This absence of past research data on the development of the science, and majority of people who have been educated through a different philosophy of knowledge than what Ayurveda is based on, has led this system of health to be ridiculed as superstitious and ineffective when it is not so.
Having realized this problem, I collaborated remotely with a friend of mine, Dr. Eeshani
Bendale, an Ayurvedic practitioner and student in India, to apply innovation and design to
find new avenues for Ayurvedic researchers to explore. This would help the health practice
evolve to the stage at which modern medicine currently operates in India, in order to help
revive a culture which is on the verge of being lost.
This project was something I personally have wanted to work on for the past few years, but
never had a platform to do so before studying design. We used different user centered,
speculative and service design methodologies to understand problems, define the strategy,
and create a thought experiment to help researchers experiment in new ways.
Offering these solutions implied a cultural shift which would impact several businesses and
health practices. Using design to innovate was a fundamental change for Ayurvedic health
practitioners, it meant moving from proving that traditional medicines worked using
contemporary research protocols, to developing new research methodologies specific to
ayurvedic medicine and subsequently new information on how to better heal people.
Our approach was a 2 month deep dive into Ayurveda to understand the basics of the science. This involved studying the philosophies of Ayurveda, its history, current research methods, and understanding what doctors, patients, students and other stakeholders thought about it. This deep dive helped me understand basic diagnostic and treatment practices which my collaborator was already well versed with.
Involving the ayurvedic community during the design process paved the way for implementation. The
thought experiment was designed hand in hand with my collaborator from India . By working together,
we were able to leverage existing knowledge and understanding of Ayurvedic community and their
practice. We interviewed practitioners and students of both, modern medicine and ayurveda, mostly on
the phone or on messaging apps like Whatsapp. Interviews through messaging services gave better
insights than the ones on the phone. The extra time and space the interviewees had most likely
helped them reflect on the questions and articulate better in written form.
Additionally, involving different stakeholders through the service design process would reduce
resistance to change and facilitate implementation.
Studying the evolution of objects and their uses was the next step. We developed a process to simulate the evolution of medical devices after researching on how and why objects evolve. An instrument called patal koshti, used for processing zinc to make medicines, was taken through the timeline, incrementally modifying it to fulfill various requirements demanded from it at various stages in time, from the 1500s to the 2000s.

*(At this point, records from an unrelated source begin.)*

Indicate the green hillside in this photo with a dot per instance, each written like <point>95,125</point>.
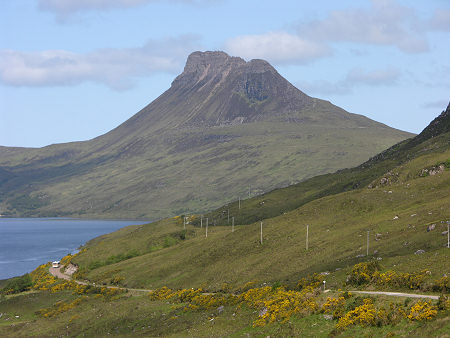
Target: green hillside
<point>402,208</point>
<point>396,207</point>
<point>225,127</point>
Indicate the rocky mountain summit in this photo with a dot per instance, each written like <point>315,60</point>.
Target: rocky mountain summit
<point>226,127</point>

Prototyping this method allowed us to identify problems with this approach- this instrument
illustrated part of a vision for this alternate history, but was this process feasible for every
instrument?
Would speculation of this kind really be useful?
Evolving instruments in this manner, on pure speculation, would not be useful, given the intricacies
of creating medicines in Ayurveda, where every part of the instrument plays a physical and chemical
part in the process. It was the reason for the existence of these objects which needed to be
evolved, rather than evolving the instruments themselves in isolation.
Creating a workshop model for other ayurvedic practitioners and researchers made sense to get them involved. Leveraging the ridicule which Ayurveda faces in the Indian scientific would attract believers as well as skeptics to the table and start a discussion about what new can be done. Discussions like these needed to flow through the basic principles of Ayurveda, through a narrative of sorts, fluidly guiding researchers through the timeline, helping them explore. Such a narrative would also need to be falsifiable to harness ridicule, akin to a punching bag, which is intentionally made to be disproven in order to iteratively arrive at a new invention.
Choosing international trade and travel, we started exploring trade treaties and ship routes to get
an understanding of how international trade would have progressed in an uncolonized Indian
subcontinent. We developed empathy for Ayurvedic practitioners from the 16th Century, and tried to
research and imagine their lives before beginning a ship journey, while on board, and after reaching
a destination.
We then tried to understand how they would have maintained their health in these three situations,
what protocols they would have followed on these ships, and how new discoveries in these foreign
lands, relationships with natives, traded goods, and invention of new technologies would have been
assessed and adopted into Ayurveda.
The narrative was written in the form of health practices which Ayurveda would have developed at different stages in this alternate history. It includes rules on planning ship journeys according to seasonal variations in health, recipes for maintaining good health onboard and in various foreign lands using locally available ingredients, adoption of the microscope into ayurveda in a modified form, and recipes for creating medicines using new technologies and instruments. The narrative has deliberate empty spaces for researchers to use their own imagination on, by taking cues from the main body.